A Fraude da ‘Farinha da Felicidade’: Como a indústria do ‘bem-estar’ vende pó de serra a preço de ouro e explora a esperança dos aflitos – Noticiário 24H
Em um país onde a educação nutricional é precária e a busca pelo emagrecimento rápido é uma obsessão nacional, a ascensão da “farinha da felicidade” era inevitável. Vendida em lojas de produtos naturais e promovida por influenciadores como a solução milagrosa para a perda de peso, o mau humor e a “desinflamação”, esta mistura de fibras e sementes é o mais recente e perfeito exemplo de como a indústria do “bem-estar” explora a esperança e a desinformação para vender, na prática, pó de serra a preço de ouro.
A promessa é sedutora: uma colher por dia para resolver todos os seus problemas. A composição, geralmente uma mistura de farinhas de aveia, banana verde, fibra de maçã, gérmen de trigo e gergelim, não tem nada de revolucionário. São ingredientes saudáveis, ricos em fibras, que podem, de fato, auxiliar no funcionamento do intestino e na sensação de saciedade. O problema não está nos ingredientes, mas na mentira que se constrói em torno deles.
A narrativa da “farinha da felicidade” é um ataque à lógica e à ciência. Nenhum alimento, por mais nutritivo que seja, pode “acelerar o metabolismo” ou “promover emagrecimento fácil e rápido”. A perda de peso sustentável é, e sempre será, o resultado de um princípio matemático simples e inegociável: o déficit calórico, ou seja, gastar mais energia do que se consome. Qualquer promessa que ignore essa lei fundamental é charlatanismo.
Nutricionistas e especialistas em saúde, que são convenientemente ignorados neste debate, alertam: não existe milagre. “A mistura pode ser um coadjuvante útil, mas não substitui refeição, nem dispensa atividade física ou orientação profissional”, afirma a nutricionista Michelle Lucas em reportagem da revista Ana Maria.

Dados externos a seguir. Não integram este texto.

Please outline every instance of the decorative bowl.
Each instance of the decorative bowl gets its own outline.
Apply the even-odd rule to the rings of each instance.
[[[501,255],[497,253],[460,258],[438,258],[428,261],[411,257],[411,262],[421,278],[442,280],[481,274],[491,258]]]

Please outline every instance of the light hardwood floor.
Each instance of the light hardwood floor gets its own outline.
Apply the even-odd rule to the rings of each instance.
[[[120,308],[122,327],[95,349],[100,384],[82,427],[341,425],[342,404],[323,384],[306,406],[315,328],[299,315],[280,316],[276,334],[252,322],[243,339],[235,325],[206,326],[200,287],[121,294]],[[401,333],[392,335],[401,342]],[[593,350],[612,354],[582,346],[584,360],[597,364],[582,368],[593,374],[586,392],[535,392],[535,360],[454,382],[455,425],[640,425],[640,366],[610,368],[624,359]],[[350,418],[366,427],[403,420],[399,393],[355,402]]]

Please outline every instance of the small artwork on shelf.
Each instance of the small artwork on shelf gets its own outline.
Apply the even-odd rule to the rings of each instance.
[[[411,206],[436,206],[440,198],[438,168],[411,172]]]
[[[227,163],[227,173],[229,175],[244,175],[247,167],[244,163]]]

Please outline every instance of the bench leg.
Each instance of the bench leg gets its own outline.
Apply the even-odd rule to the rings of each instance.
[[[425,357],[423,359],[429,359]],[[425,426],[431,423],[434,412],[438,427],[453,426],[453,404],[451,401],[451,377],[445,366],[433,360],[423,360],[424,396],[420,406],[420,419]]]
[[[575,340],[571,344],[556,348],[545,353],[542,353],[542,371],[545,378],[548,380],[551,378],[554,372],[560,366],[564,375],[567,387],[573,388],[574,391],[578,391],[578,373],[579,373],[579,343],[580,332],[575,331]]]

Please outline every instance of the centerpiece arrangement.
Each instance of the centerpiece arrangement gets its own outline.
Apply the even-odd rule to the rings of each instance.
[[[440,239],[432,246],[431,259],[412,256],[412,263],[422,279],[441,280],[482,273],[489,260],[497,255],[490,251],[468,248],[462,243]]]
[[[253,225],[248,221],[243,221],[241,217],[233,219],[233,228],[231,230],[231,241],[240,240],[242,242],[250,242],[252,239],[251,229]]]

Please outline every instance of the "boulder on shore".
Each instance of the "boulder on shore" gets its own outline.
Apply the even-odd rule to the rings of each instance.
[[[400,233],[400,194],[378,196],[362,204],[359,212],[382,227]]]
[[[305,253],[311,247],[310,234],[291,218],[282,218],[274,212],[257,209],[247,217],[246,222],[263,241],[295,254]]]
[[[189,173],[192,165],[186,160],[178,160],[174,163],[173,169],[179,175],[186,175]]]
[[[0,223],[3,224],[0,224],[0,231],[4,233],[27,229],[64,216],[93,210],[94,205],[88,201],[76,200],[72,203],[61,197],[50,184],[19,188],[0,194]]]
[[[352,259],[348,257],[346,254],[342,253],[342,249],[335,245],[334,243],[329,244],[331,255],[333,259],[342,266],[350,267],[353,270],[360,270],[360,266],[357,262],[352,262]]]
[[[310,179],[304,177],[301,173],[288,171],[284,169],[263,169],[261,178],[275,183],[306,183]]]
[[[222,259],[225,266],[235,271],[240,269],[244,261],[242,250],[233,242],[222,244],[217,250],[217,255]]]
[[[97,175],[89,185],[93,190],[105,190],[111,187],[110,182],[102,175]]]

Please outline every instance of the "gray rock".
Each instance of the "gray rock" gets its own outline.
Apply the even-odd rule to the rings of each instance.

O que a “farinha da felicidade” oferece, na melhor das hipóteses, é um efeito placebo e um aumento na ingestão de fibras — algo que poderia ser alcançado de forma muito mais barata comendo uma simples maçã ou uma porção de feijão.
Além da ineficácia para o emagrecimento milagroso, o consumo indiscriminado dessa mistura pode trazer riscos. O excesso de fibras sem a hidratação adequada pode causar desconforto intestinal, gases e até constipação. Ingredientes como o gérmen de trigo contêm glúten, um problema para celíacos, e outros, como a chia e a beterraba (presentes em algumas versões), são ricos em oxalatos, que podem favorecer a formação de cálculos renais em pessoas predispostas.

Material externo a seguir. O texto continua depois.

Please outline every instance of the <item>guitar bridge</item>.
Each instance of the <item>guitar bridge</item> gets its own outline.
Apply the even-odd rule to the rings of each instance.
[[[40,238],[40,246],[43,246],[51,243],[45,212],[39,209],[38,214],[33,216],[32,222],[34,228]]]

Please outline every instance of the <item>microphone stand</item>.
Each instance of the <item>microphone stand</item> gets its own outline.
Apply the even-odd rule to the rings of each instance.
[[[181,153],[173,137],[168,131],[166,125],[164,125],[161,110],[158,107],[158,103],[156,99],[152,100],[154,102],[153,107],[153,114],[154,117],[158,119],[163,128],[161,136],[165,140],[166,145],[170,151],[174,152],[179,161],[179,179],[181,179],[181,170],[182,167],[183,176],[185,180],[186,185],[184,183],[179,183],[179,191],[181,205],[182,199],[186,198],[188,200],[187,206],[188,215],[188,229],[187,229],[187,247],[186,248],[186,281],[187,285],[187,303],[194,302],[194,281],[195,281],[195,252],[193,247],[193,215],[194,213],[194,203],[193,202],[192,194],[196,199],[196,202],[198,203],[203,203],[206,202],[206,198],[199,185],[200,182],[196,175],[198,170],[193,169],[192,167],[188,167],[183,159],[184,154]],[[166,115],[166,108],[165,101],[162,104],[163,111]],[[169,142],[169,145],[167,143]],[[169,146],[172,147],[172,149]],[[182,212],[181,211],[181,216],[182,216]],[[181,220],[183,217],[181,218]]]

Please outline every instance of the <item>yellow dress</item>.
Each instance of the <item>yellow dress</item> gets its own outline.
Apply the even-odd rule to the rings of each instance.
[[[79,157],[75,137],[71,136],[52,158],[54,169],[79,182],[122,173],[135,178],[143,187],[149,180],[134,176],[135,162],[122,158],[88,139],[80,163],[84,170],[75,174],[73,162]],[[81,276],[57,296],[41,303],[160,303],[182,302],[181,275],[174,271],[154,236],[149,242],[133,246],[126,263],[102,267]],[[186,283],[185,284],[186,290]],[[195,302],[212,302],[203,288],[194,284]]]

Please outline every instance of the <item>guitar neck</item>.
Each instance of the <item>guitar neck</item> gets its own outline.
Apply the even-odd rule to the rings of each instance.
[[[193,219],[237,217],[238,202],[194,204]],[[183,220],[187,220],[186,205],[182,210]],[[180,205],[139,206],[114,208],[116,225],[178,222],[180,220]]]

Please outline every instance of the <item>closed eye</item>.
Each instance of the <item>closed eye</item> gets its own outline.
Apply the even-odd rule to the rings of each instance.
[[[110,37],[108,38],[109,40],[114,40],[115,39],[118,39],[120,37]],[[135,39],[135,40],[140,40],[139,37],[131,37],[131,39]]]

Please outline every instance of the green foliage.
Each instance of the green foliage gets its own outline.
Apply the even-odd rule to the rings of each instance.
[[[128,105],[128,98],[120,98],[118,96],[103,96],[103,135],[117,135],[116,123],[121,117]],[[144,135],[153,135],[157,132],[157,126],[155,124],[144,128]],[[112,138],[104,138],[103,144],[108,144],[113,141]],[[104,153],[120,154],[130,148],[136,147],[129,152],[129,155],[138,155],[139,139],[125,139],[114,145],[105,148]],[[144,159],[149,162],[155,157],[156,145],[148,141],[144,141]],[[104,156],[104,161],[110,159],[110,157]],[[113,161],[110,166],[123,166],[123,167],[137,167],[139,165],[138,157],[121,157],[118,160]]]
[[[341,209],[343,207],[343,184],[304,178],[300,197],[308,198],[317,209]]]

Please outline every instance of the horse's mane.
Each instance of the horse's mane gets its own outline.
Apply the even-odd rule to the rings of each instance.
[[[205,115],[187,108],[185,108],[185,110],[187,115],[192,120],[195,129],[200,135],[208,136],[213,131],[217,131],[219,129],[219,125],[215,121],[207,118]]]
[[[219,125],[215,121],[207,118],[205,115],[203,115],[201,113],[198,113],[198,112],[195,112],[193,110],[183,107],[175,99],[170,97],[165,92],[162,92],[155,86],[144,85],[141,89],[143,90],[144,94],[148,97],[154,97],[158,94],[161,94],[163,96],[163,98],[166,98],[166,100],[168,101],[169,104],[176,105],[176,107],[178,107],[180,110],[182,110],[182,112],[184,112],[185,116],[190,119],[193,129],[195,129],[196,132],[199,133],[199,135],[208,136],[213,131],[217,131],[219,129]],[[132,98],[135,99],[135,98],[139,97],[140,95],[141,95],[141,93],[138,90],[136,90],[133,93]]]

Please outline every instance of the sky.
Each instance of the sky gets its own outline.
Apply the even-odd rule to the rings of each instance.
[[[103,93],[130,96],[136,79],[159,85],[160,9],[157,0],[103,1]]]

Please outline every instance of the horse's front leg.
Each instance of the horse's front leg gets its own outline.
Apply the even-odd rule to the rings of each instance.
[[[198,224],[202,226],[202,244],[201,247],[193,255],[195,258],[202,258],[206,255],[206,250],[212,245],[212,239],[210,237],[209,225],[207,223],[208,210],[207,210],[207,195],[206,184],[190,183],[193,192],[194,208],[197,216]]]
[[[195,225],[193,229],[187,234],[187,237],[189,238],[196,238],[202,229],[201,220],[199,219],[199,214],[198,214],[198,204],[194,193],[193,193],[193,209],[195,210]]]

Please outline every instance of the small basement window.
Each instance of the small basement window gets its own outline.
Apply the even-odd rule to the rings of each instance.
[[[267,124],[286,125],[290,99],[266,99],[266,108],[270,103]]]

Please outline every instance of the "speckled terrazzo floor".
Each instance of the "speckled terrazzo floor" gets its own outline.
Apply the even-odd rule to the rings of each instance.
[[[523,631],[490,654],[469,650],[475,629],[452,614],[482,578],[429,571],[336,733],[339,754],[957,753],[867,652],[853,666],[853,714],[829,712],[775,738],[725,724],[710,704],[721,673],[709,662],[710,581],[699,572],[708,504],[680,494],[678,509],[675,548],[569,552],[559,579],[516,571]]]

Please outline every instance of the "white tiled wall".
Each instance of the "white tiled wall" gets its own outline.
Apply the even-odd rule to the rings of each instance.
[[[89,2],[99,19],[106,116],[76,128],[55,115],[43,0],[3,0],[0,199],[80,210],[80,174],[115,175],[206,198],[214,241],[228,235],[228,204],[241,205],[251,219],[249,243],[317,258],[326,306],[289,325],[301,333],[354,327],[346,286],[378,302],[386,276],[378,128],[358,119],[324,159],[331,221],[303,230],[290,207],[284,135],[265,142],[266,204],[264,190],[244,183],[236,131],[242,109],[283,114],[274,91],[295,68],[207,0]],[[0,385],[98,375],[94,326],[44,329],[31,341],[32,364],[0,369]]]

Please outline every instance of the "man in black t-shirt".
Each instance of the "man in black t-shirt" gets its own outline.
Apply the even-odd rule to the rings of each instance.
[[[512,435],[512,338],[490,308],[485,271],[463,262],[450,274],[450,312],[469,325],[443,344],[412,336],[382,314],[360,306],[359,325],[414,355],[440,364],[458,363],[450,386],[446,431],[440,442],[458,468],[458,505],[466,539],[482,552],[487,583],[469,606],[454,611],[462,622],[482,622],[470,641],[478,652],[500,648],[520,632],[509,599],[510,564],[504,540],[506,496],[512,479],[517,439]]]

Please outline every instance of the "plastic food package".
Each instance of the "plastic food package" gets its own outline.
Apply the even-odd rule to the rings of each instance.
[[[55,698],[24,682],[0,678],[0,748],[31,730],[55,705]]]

A popularidade da “farinha da felicidade” é um sintoma de uma sociedade doente, que busca em pós mágicos a solução para problemas complexos que exigem disciplina, esforço e, acima de tudo, responsabilidade individual. A indústria do “bem-estar”, ciente desse desespero, continuará a inventar novas misturas e novos nomes para vender o mesmo produto de sempre: a ilusão de um atalho que não existe.